In the meantime, I want to define a sense of place for my main baseboard - something clearly identifiably British, but not overtly regional either. I envisage two palettes for the buildings and civil engineering features:
1) Present-day (modern) infrastructure: concrete and steel, occasional brickwork, and cuttings with retaining walls of concrete
2) Remnants of the past: dressed stone and timber, and cuttings in bare rock faces
As I get older and I hope more observant of the railway scene around now and before, I think a freelance setting is actually the most difficult if it is going to convince. This is especially true for a modern scene, where a steel-clad shed is much the same wherever it is in the country.

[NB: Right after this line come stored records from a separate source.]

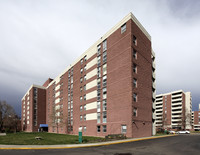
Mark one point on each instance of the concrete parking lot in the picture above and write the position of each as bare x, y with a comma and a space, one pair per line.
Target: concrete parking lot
176, 145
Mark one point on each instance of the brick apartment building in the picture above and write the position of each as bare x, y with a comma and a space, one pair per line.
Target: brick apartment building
33, 108
196, 120
109, 89
174, 110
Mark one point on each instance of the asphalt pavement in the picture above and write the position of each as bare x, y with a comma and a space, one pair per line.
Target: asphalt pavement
174, 145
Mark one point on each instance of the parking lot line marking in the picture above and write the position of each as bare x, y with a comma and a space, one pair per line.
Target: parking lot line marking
81, 146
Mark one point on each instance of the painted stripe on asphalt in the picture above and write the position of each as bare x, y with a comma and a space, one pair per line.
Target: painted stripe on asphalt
81, 146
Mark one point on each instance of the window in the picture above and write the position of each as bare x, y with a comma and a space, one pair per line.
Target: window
81, 79
98, 128
134, 40
104, 69
104, 45
98, 94
98, 60
135, 97
84, 128
98, 118
98, 72
85, 57
135, 112
98, 83
123, 28
135, 83
104, 105
134, 54
104, 93
98, 106
104, 56
124, 128
99, 49
81, 70
72, 71
104, 117
134, 68
104, 128
104, 81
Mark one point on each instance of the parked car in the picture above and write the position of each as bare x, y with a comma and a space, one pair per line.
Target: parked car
172, 132
183, 132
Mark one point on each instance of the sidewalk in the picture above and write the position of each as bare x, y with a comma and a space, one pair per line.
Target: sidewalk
23, 147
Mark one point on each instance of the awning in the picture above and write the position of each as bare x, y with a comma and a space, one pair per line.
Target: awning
43, 125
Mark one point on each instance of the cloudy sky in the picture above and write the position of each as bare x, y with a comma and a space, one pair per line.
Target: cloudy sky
40, 38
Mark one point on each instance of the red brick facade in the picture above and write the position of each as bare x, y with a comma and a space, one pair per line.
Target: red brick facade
33, 109
124, 102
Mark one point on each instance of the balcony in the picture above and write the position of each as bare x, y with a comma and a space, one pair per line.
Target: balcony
154, 85
158, 117
154, 95
177, 95
158, 121
159, 110
154, 65
176, 104
177, 112
154, 116
177, 107
176, 116
153, 75
154, 105
159, 101
159, 106
176, 120
177, 100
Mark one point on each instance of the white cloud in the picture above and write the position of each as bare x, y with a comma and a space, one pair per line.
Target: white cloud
39, 39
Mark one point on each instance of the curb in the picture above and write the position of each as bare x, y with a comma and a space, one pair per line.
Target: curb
39, 147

My scenic setting needs one or two slightly peculiar characteristics, to set it aside from much anywhere else. This might be something a simple as kerb stones painted black and white, or a name of a bus operator; I'm not sure at the moment. I ought to get some cues from the Isle of Man and indeed the island of Sodor.
I am, as it happens and for once in my life, very happy with Fairport. I suspect this worked out because I defined every square inch of the baseboard before I began; I made plenty of adjustments as I went along but the only significant rework was on the crane, to let the model represent a more widespread prototype.
The main baseboard is supposedly representing three intertwined micros. Three distinct locations, all separated and yet held together by the landscape around them. Possibly a bit of a tall order in one square metre, but I can only try.